According to TechCrunch’s Sarah Perez, the program functions like the company’s affiliate program in that participants are paid a commission for product sales that they drive. It is not known if the commission structure differs from Amazon’s affiliate program.
Unlike Amazon’s affiliate program, which requires that affiliates link to Amazon products from their own websites, Amazon is offering influencers vanity URLs, such as https://www.amazon.com/shop/whatsupmoms, on which lists of products they curate are displayed. As Perez notes, “Basically, it’s a more exclusive step up from Amazon Affiliate linking, and offers a better browsing experience.”
One of the early participants in the Amazon Influencer Program is WhatsUpMoms, which claims to be the top parenting network on YouTube. Its president and COO, Liane Mullin, says that the program was a natural fit. “We are constantly asked by our community for product recommendations and about the products used in our videos. Now that we have our own Amazon store it makes it much easier to have a curated collection all in one spot,” she told TechCrunch.
The appeal of performance marketing for influencers
Amazon’s desire to team up with influencers isn’t at all surprising. After all, influential social media entities like WhatsUpMoms, which counts more than 1.5m subscribers to its YouTube channel, have the ability to promote products to broad and often loyal audiences. And there’s strong evidence that influencers can convert their followings into sales.
For that reason, it’s reportedly not uncommon for brands to pay the most prominent of influencers – those with millions of subscribers on popular social platforms like Instagram, YouTube and Snapchat – well into the five figures, and in some cases even six figures, for each promotional post.
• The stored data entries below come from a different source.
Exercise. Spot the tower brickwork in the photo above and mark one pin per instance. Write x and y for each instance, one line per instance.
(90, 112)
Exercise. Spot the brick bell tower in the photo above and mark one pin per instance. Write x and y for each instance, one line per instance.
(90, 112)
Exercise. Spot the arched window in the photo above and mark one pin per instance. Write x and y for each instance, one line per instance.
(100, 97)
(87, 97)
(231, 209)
Given the large sums being paid in the upper echelons of the market, brands tapping influencers to promote their wares will increasingly seek to justify the spend by tracking ROI and ensuring that their deals make financial sense. Performance marketing payment structures, which align compensation directly to customer acquisition or sales, could help them do just that in a very straightforward manner.
But will influencers embrace performance marketing?
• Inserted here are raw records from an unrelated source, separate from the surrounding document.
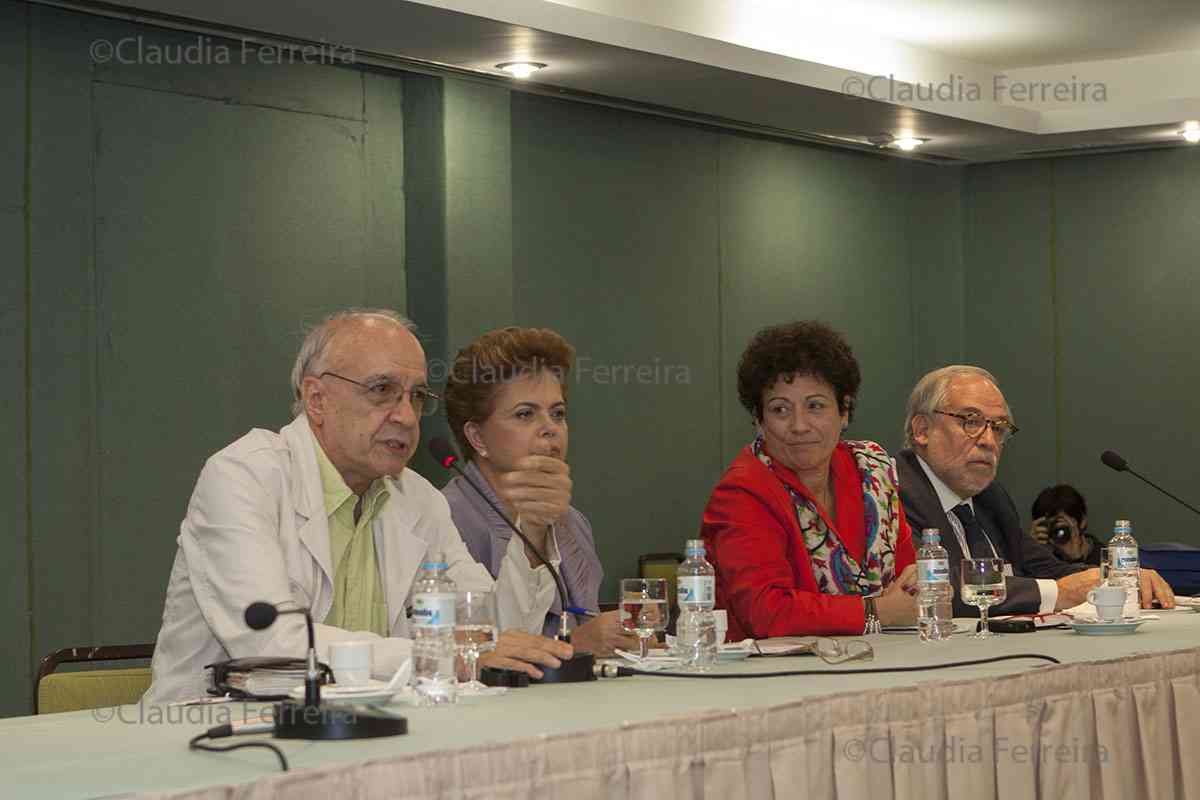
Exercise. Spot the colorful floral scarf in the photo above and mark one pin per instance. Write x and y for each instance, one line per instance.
(835, 570)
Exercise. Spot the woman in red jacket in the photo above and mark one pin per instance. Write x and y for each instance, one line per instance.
(805, 530)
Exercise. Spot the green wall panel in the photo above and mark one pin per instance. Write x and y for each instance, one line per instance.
(816, 234)
(1128, 288)
(616, 246)
(15, 669)
(65, 468)
(479, 211)
(202, 299)
(425, 242)
(934, 200)
(1009, 305)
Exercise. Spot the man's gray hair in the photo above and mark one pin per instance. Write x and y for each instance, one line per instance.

For those earning thousands of dollars or more for sponsored posts, the prospect of giving up a guaranteed payment for a percentage of sales generated or a set fee for each customer acquisition might not be all that appealing. While some arrangements could theoretically offer significant upside, the truly influential influencers aren’t likely to see the benefits of taking on increased risk unless the market dynamic changes completely and they are forced to.
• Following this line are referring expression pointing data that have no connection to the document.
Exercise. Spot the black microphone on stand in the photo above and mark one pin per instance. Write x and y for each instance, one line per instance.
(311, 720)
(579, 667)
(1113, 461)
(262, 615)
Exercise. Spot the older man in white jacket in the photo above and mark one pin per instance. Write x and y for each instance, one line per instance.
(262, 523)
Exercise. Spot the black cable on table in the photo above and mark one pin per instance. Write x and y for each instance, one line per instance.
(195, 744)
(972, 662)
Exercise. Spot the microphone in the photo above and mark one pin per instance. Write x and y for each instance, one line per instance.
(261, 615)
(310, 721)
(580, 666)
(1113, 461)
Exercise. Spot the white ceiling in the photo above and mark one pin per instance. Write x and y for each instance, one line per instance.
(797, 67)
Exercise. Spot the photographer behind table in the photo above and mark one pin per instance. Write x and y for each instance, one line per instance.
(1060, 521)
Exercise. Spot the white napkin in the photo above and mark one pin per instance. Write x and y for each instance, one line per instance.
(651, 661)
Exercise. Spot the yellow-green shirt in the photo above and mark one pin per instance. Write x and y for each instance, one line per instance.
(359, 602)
Instead, so long as their sway is growing and bringing with it negotiating leverage, expect to see more top influencers focus on long-term partnerships in which they might even work with brands to co-create product lines that they have a real ownership stake in. And expect to see the most ambitious influencers try to follow in the footsteps of social media stars like Michelle Phan, who has built her own business empire on the back of her YouTube popularity.
Of course, none of this means that the Amazon Influencer Program is destined to fail. But absent a bigger hook than an Amazon page on which influencers can curate lists of products that are sold on Amazon, it seems unlikely that the influencers with “large followings” Amazon is courting would have good reason to give their Amazon Influencer Program links top billing.